The Day I Loss Her
Do you remember the last time you spoke to your mother? If you do, when was that? Do you remember the last time you expressed how much you love her? If so, when?
I am unsure if it was only me but we tend to have this habit of shying away from the expressing how important our mother or our father to us.
I must admit that I am not used to expressing how much I love my parents. I seldom say the most used three words: I Love You. It is not because I am shy about telling it but I have this mannerism about if I don’t feel like saying it, you can never make me say it.
But that changed the moment I learned about my mother’s diagnosis. It was November 2016 when it was confirmed that my mother has stage 3 ductal carcinoma ( stage 3 breast cancer). I know that the chance of beating this illness is 50/50.
But we didn’t stop, however, we followed all her physician’s advice. She went through the process of chemotherapy and all. Bitch as it is, cancer isn’t easy to beat. It took all of my mother’s will and desire to get well.
For two years, she continued to fight against the bigC. We had owed from different people for her to continue with her required chemotherapy and medication.

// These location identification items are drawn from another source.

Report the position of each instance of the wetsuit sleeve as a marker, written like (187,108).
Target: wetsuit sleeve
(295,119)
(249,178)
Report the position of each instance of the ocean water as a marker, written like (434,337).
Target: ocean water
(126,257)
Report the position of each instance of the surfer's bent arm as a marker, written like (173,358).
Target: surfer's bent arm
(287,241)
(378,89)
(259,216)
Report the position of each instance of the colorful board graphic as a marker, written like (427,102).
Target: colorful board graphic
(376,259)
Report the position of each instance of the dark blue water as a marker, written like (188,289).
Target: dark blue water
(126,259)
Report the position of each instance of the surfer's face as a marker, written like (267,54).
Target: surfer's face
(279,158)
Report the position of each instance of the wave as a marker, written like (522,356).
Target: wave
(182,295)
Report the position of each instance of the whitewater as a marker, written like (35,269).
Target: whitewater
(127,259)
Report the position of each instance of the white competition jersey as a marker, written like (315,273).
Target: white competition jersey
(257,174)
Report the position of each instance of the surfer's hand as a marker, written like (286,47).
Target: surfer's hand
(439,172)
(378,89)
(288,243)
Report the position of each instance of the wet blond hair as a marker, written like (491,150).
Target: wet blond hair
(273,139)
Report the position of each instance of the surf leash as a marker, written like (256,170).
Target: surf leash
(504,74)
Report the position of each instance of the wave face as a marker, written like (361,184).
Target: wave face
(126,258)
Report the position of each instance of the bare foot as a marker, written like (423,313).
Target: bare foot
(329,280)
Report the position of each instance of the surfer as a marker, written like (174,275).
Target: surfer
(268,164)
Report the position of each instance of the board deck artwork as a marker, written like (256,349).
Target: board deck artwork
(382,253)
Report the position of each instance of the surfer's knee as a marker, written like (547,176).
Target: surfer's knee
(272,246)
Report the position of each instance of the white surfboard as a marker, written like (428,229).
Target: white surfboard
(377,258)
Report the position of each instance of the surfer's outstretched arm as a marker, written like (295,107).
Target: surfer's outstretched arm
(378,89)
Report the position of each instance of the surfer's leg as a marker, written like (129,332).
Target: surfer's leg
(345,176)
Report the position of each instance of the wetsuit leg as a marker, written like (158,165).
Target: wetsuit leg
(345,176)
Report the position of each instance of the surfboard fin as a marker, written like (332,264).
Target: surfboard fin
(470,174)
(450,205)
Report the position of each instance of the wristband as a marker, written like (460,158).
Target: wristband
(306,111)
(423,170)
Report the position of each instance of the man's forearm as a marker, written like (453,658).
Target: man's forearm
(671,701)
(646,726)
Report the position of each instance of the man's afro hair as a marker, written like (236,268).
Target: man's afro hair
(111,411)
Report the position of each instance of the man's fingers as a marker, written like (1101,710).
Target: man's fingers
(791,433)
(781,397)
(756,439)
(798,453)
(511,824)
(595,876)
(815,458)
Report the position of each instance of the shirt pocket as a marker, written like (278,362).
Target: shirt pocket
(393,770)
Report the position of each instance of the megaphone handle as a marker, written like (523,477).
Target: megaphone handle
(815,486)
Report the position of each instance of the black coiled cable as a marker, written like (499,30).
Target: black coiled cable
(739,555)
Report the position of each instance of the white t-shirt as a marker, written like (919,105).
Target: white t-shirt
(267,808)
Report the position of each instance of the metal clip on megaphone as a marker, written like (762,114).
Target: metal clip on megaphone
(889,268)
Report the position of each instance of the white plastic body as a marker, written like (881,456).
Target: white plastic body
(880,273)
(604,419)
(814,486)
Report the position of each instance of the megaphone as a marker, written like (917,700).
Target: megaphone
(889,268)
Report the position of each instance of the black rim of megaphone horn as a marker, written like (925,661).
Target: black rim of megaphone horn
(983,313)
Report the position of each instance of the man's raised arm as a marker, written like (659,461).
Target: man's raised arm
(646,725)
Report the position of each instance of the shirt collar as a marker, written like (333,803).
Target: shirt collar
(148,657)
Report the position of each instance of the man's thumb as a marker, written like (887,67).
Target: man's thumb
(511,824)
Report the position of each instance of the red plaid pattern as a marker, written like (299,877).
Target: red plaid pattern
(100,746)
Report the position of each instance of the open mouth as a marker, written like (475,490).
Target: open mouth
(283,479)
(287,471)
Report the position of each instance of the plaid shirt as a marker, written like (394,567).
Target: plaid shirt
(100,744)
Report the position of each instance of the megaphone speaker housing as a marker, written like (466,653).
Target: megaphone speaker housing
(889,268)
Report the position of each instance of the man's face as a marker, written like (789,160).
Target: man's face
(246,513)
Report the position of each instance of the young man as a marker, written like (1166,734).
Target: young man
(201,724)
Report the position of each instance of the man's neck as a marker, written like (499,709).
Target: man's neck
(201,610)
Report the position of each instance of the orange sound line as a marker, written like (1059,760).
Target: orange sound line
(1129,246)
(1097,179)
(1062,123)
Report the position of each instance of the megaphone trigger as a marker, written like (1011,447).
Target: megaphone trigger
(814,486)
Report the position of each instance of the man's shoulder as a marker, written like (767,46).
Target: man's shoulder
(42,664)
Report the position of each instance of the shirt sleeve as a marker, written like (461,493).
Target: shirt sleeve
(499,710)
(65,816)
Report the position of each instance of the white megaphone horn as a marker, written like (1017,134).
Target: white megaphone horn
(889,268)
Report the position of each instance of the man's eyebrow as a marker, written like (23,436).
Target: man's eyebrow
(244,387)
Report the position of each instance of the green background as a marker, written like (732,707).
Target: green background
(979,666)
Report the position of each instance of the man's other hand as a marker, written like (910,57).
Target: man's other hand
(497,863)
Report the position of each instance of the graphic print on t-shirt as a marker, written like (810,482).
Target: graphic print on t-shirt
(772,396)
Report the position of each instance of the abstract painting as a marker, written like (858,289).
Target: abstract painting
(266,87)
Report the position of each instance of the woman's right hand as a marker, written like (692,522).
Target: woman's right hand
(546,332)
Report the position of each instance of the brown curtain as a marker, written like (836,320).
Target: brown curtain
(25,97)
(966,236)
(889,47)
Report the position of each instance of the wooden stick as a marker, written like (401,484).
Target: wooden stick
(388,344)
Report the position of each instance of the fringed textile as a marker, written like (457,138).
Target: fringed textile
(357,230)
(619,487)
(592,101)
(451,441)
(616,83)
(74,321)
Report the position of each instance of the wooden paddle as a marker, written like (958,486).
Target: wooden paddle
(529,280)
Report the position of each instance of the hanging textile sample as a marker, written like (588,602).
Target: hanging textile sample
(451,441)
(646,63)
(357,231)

People were there to help her in any way they could– financially, morally, and even for her food.
Her co-church goers became more than a family to us. They were there for her. Uplifting her spiritually whenever she feels like giving up. People who aren’t a family but they were there for her. All through her journey, I’ve witnessed how these people became apart of her. I couldn’t be thankful for their generosity.
A few days ago, my mother lost her battle. Her body had given up and became weaker due to the high dosage of medication she received. It was almost two years of battling cancer. The hope had was still high until the end since cancer didn’t affect any of her other organs, however, there is what we call our calling. And hers came last March 25, 2018.
It wasn’t easy to accept. It wasn’t easy to not notice all the things she had done for me and my siblings. I know it wasn’t too late to appreciate all the things a mother had done to their children. However, you got to notice it more when they aren’t around us anymore.
I must admit, I miss every thing about my mother. I miss all the things she does whenever I go and visit her. I miss all of her. I am not saying that I didn’t appreciate everything she had done for me, but nowadays, I miss her more.
This is one of the things we tend to forget–to show and appreciate whatever our parents do to us. I know it isn’t late for those whose mothers are still around them. Let them know how much you appreciated all their efforts. All what they did to your life just to make sure that you are in good position.
I will miss my mom. It has only been less than nine days since she left us permanently but I know and she knows how I’d appreciated all the things she’d done for me. I am happy to know she’s happier now in the house of her creator!